Examples of antenna electronics 150 include power supplies, EMI
filters, and RF dividers. In one example, antenna electronics 150
includes a power supply that provides power to antenna boards 120.
Feedlines 152 may include any suitable transmission lines, such as
copper (or other metal) transmission lines. In some embodiments,
antenna system 100 does not include feedlines 152. For example, in
some embodiments, antenna boards 120 communicate with antenna
electronics 150 solely through antenna ports 122.

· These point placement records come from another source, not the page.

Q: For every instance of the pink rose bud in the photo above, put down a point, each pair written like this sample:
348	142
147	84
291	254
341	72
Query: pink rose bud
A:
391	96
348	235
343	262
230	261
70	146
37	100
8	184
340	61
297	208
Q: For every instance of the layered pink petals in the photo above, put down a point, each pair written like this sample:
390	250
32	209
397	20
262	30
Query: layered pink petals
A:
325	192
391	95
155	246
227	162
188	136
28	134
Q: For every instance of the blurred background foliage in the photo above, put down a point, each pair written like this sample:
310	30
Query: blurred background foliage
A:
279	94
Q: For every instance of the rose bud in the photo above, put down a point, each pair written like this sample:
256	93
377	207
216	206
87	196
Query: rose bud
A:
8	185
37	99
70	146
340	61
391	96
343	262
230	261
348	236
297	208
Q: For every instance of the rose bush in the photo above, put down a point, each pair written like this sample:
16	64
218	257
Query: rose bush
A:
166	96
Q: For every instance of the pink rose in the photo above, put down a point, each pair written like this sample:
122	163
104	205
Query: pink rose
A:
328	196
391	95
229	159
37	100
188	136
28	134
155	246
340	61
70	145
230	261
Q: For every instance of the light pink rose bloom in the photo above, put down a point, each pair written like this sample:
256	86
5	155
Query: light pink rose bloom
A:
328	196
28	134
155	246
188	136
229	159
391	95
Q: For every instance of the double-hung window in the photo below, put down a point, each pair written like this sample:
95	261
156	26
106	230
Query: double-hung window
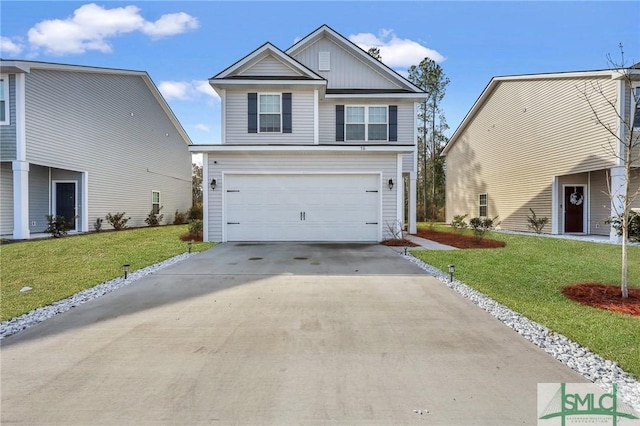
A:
482	205
4	99
366	123
155	202
269	113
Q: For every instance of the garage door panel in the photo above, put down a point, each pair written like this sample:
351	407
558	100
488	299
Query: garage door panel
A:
302	207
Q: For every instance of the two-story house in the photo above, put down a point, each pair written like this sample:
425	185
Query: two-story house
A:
532	142
318	144
81	142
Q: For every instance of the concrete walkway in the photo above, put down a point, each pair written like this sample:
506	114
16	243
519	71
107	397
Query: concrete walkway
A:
276	334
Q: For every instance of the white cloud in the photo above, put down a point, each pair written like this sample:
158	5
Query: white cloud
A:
91	26
185	90
395	51
9	47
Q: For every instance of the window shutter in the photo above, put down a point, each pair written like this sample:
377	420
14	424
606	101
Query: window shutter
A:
253	113
393	123
340	123
286	113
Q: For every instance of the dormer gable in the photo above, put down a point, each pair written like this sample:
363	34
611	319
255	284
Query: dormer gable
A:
346	66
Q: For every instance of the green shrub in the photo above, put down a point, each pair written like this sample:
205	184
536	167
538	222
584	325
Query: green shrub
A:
458	223
481	226
536	223
180	218
118	221
57	226
633	226
154	218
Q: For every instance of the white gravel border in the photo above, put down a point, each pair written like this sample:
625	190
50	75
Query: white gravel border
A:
17	324
592	366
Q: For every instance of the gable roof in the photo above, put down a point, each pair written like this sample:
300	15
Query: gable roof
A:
375	64
259	54
495	81
20	66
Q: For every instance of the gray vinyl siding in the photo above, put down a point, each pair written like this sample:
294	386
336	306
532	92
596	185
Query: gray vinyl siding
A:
327	120
347	70
269	66
8	132
526	133
236	120
385	163
111	127
6	198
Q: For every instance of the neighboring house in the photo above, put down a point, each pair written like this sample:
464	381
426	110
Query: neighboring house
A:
317	143
531	142
82	142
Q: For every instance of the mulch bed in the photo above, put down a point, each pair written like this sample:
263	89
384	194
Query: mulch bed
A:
604	296
458	240
399	243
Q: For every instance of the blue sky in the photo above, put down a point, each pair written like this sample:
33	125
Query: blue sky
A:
182	44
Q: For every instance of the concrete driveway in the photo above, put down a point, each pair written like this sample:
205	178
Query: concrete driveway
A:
276	334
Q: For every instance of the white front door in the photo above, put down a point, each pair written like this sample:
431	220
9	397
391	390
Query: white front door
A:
290	207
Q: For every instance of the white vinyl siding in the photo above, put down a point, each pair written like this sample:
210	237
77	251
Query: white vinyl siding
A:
111	127
384	164
347	70
267	67
4	99
6	199
327	121
236	112
526	133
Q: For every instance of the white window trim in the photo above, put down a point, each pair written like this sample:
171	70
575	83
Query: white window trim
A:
159	200
260	113
480	205
366	122
634	87
7	110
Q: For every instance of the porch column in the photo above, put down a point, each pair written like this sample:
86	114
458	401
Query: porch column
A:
618	187
413	191
20	200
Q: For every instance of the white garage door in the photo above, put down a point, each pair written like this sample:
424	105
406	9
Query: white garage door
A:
302	207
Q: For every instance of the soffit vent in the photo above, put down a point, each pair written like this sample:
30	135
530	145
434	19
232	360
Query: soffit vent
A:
324	61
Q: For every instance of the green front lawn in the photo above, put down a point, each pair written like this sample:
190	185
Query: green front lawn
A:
58	268
528	274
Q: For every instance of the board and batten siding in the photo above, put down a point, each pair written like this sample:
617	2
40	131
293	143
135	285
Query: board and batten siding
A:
236	119
268	66
385	163
8	132
347	70
327	121
526	133
113	128
6	198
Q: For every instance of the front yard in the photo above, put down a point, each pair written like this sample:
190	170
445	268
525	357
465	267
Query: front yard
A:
528	275
58	268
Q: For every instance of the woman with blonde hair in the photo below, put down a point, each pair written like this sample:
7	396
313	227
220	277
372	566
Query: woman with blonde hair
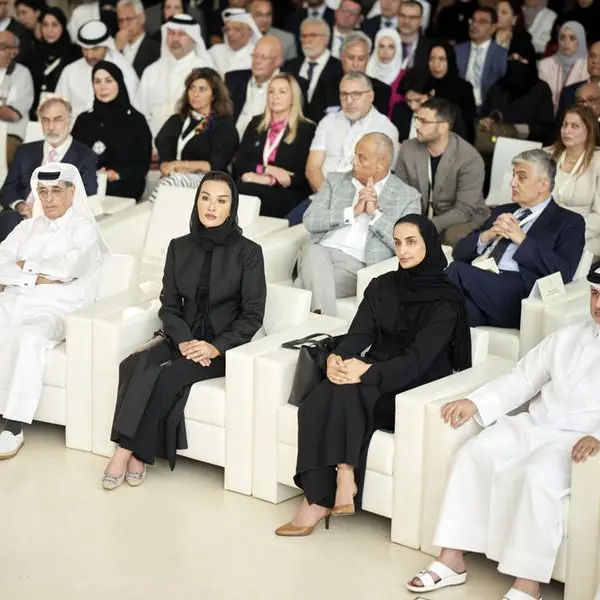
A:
271	160
577	185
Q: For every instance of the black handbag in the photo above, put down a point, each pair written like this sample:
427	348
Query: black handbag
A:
311	365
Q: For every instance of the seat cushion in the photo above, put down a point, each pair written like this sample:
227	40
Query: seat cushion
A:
56	366
206	402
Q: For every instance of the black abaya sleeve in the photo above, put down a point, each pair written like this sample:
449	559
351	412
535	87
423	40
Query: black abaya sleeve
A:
433	339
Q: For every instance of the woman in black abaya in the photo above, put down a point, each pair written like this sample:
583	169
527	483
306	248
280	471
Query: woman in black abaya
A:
213	299
414	321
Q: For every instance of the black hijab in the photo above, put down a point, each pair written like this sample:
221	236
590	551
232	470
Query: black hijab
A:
223	235
120	106
426	285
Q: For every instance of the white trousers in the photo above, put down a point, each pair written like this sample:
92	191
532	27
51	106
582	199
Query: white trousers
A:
26	332
505	496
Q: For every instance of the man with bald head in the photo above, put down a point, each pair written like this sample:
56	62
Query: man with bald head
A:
350	222
16	93
248	87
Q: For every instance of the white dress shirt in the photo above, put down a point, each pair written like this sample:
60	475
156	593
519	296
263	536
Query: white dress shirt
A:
336	135
351	238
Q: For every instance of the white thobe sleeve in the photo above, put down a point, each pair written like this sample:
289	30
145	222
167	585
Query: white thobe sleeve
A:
75	263
506	393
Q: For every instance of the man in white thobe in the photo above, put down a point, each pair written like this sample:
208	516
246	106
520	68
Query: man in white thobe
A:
241	34
163	82
49	267
505	492
75	82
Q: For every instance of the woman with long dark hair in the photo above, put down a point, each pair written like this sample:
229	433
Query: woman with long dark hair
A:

[0018] As shown in FIG. 1C, example body 110 may include an inner
cylinder 112 and an outer cylinder 116. Inner cylinder 112 and
outer cylinder 116 may form a chamber through which fluid 105 may
flow. Teachings of certain embodiments recognize that this chamber
may receive a flow of fluid 105 in any suitable direction (such as
providing fluid 105 to body 110 from either open end) and at any
suitable speed. For example, in some embodiments, a flow of fluid
105 may include stagnant air within the chamber.
[0019] Fins 118 may be disposed between inner cylinder 112 and
outer cylinder 116. Inner cylinder 112 may include mounting
structures 114 for mounting and/or securing antenna electronics
150. Outer cylinder 116 may include antenna ports 122 configured to
receive antenna boards 120. Teachings of certain embodiments
recognize the ability to provide fluid 105 between inner cylinder
112 and outer cylinder 116 to cool antenna boards 120 and/or
antenna electronics 150. For example, in some embodiments, fins 118
may increase transfer of thermal energy between fluid 105 and
antenna boards 120 and/or electronics 150.
[0020] In some embodiments, inner cylinder 112 and/or outer
cylinder 116 are right circular cylinders. In other embodiments,
inner cylinder 112 and/or outer cylinder 116 are not circular
cylinders (such as oval, elliptic, oblique, or parabolic cylinders)
and are not right angle cylinders (such as cylinders with an angle
of less than or greater than 90 degrees). Teachings of certain
embodiments recognize that any suitable shapes may be used, such as
spheres or three-dimensional quadrilaterals.
[0021] Inner cylinder 112, mounting structures 114, and outer
cylinder 116 may comprise any suitable material. In some
embodiments, inner cylinder 112, mounting structures 114, and outer
cylinder 116 are constructed from heat-conductive materials. In one
example embodiment, inner cylinder 112, mounting structures 114,
and outer cylinder 116 comprise aluminum or another suitable metal.
Teachings of certain embodiments recognize that antenna electronics
150 may be secured to mounting structures 114 within inner cylinder
112.
[0022] Fins 118 may comprise any suitable material. In some
embodiments, fins 118 are constructed from heat-conductive
materials. In one example embodiment, fins 118 comprise aluminum or
another suitable metal. In some embodiments, fins 118 are vacuum
brazed. Teachings of certain embodiments recognize the capability
to provide fluid 105 past fins 118 and transfer thermal energy
between antenna system 100 and fluid 105.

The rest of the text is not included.